The Cluster is located at the Karl Jaspers Center for Advanced Transcultural Studies (KJC) at Heidelberg University, Germany. The KJC provides facilities and infrastructure for collaboration, research and teaching. A branch office of the Cluster is located at the “Heidelberg Center South Asia” in New Delhi, India.

The Cluster is headed by three directors, who are Joseph Maran (Pre- and Protohistory), Axel Michaels (Classical Indology) and Barbara Mittler (Sinology).

== Research ==
The research projects are organized in four research areas: “Governance & Administration”, “Public Spheres”, “Knowledge Systems” and “Historicities & Heritage”. Five professorships in Buddhist Studies, Cultural Economic History, Global Art History, Intellectual History, Visual and Media Anthropology as well as two Start-Up Professorships for Transcultural Studies and Junior Research Groups headed by post-doctoral scholars are located at the Cluster.

The “Heidelberg Research Architecture”, the Digital Humanities unit at the Cluster, develops metadata frameworks.

Research results are published in international journals and book series.

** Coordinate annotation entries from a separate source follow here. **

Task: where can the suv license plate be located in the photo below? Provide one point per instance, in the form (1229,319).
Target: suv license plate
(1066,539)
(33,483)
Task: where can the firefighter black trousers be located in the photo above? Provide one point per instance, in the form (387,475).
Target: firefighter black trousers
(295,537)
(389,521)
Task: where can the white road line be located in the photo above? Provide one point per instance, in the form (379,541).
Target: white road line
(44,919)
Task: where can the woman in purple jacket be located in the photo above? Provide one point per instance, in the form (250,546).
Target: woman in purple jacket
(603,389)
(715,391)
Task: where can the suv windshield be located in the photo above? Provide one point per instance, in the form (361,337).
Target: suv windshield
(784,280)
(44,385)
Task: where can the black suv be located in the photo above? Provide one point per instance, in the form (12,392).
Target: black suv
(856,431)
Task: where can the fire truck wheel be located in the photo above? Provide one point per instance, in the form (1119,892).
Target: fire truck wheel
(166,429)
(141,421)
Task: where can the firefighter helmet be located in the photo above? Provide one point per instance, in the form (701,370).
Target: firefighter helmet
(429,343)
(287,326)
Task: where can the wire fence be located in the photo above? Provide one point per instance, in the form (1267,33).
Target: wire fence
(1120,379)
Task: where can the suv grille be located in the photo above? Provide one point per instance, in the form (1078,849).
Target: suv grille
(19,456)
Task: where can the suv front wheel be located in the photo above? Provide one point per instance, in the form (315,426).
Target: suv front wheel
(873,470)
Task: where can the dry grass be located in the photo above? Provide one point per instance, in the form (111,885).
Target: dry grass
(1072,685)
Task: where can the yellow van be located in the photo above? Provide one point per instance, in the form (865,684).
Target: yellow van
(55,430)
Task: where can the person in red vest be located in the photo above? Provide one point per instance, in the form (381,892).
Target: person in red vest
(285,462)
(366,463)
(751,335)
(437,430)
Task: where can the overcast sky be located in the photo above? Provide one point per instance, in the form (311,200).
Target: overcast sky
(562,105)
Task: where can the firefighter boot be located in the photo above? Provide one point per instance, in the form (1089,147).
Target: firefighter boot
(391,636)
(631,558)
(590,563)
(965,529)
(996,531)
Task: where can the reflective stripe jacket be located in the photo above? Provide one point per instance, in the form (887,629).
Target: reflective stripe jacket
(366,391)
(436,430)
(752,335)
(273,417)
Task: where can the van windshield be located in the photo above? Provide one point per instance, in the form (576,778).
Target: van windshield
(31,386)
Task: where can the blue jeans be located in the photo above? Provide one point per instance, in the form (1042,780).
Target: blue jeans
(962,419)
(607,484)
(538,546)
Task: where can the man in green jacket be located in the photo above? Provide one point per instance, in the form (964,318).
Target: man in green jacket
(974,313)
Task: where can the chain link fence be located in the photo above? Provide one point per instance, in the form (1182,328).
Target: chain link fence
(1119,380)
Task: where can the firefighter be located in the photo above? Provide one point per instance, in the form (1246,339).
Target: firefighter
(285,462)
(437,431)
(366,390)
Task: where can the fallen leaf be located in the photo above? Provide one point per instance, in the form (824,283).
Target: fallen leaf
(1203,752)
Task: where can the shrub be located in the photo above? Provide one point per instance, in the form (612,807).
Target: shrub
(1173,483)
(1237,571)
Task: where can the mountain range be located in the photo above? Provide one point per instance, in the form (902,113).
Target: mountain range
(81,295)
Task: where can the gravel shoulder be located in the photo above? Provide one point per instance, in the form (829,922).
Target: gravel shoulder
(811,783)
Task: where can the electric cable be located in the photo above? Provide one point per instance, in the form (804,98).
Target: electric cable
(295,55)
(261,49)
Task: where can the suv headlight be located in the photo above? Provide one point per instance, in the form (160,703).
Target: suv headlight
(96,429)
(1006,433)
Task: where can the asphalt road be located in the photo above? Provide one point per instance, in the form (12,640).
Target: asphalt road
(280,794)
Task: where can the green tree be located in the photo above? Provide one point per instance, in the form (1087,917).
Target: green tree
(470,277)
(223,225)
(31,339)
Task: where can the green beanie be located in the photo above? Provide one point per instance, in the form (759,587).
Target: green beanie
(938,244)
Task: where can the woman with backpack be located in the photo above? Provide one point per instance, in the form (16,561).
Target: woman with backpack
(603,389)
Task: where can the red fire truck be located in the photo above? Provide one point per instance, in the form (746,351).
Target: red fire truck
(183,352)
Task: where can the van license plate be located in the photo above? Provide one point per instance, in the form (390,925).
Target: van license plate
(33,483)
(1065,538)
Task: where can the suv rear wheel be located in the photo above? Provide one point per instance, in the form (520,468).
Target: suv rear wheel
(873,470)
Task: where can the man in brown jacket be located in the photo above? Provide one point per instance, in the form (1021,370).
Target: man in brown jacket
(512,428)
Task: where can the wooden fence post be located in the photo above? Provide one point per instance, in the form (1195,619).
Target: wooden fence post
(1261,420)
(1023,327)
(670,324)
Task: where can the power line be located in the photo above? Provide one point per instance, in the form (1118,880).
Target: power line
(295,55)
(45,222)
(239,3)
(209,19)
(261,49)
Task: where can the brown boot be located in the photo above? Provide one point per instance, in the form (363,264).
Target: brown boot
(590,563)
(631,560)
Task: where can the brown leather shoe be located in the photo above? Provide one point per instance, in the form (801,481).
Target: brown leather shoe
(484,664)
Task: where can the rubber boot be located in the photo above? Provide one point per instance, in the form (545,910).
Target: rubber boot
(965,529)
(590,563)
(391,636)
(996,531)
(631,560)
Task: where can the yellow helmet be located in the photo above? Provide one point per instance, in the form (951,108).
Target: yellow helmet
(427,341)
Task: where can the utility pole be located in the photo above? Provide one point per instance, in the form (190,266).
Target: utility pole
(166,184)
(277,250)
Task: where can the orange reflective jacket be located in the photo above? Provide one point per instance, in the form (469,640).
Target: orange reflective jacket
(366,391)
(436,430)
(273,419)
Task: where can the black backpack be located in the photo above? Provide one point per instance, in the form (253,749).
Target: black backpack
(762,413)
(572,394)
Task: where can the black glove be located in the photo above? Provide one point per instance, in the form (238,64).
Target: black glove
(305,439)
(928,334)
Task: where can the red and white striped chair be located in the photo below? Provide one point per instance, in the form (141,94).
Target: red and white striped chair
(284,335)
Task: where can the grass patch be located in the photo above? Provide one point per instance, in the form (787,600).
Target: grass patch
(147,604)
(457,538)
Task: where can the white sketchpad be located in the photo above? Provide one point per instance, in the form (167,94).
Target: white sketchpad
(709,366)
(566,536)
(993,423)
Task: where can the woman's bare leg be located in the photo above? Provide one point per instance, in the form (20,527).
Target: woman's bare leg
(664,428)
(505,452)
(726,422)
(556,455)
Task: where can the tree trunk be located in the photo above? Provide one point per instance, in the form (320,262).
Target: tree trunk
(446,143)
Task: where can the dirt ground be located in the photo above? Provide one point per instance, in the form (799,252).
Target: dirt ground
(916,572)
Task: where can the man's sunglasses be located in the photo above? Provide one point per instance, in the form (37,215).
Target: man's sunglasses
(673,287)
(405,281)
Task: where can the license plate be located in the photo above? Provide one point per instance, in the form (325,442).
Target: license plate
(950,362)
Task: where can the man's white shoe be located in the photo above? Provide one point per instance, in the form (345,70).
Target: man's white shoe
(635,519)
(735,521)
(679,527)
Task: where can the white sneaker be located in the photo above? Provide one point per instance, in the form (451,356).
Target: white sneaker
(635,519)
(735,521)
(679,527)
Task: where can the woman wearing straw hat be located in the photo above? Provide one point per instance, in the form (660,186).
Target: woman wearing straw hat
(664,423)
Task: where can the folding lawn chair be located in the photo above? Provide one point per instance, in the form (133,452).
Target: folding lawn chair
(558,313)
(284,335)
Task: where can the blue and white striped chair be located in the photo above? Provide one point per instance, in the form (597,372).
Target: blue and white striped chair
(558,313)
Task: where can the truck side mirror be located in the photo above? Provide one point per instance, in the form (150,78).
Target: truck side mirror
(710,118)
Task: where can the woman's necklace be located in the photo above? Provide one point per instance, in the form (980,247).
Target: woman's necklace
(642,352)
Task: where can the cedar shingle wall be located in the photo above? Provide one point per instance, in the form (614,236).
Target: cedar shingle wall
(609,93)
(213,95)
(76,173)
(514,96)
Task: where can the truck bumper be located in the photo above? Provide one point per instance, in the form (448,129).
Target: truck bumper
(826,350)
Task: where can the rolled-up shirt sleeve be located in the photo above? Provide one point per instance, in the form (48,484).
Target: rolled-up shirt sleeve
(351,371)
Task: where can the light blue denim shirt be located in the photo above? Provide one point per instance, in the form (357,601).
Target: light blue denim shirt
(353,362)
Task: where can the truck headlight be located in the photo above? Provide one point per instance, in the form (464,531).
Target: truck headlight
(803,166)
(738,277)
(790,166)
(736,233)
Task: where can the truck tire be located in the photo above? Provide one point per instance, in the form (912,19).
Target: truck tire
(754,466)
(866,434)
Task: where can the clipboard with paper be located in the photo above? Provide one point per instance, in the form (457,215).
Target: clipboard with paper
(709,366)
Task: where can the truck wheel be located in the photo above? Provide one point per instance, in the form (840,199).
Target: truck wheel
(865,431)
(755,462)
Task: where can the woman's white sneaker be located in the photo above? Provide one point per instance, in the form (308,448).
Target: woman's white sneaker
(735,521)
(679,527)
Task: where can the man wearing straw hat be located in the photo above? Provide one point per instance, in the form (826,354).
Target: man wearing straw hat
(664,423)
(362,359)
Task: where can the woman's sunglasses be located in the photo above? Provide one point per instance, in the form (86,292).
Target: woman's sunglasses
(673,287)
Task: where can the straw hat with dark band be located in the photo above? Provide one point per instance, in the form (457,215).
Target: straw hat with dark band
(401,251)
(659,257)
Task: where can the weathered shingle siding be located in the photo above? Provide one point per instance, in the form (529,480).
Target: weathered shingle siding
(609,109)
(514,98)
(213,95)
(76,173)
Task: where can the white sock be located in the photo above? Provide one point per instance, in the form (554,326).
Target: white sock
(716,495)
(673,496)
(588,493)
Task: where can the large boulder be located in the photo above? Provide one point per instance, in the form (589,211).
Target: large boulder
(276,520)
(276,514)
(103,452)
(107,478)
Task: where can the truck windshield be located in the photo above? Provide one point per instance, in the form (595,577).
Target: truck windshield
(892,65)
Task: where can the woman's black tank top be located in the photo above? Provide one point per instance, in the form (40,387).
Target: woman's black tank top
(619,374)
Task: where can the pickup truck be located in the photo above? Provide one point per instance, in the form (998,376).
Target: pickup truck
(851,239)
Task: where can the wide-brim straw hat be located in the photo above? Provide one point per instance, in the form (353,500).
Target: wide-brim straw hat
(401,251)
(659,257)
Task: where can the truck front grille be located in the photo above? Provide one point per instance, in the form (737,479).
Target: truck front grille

The Cluster has launched two-book series -“Transcultural Research: Heidelberg Studies on Asia and Europe in a Global Context” and “Heidelberg Transcultural Studies” – as well as the e-journal “Transcultural Studies”. All of them are peer-reviewed.

== Teaching ==
The Master of Arts program "Transcultural Studies" started in the winter term 2011/12 at Heidelberg University and combines interdisciplinary education with a transcultural focus. Language of instruction is English.

The "Graduate Programme for Transcultural Studies" offers a structured doctoral program within the interdisciplinary research environment of the Cluster.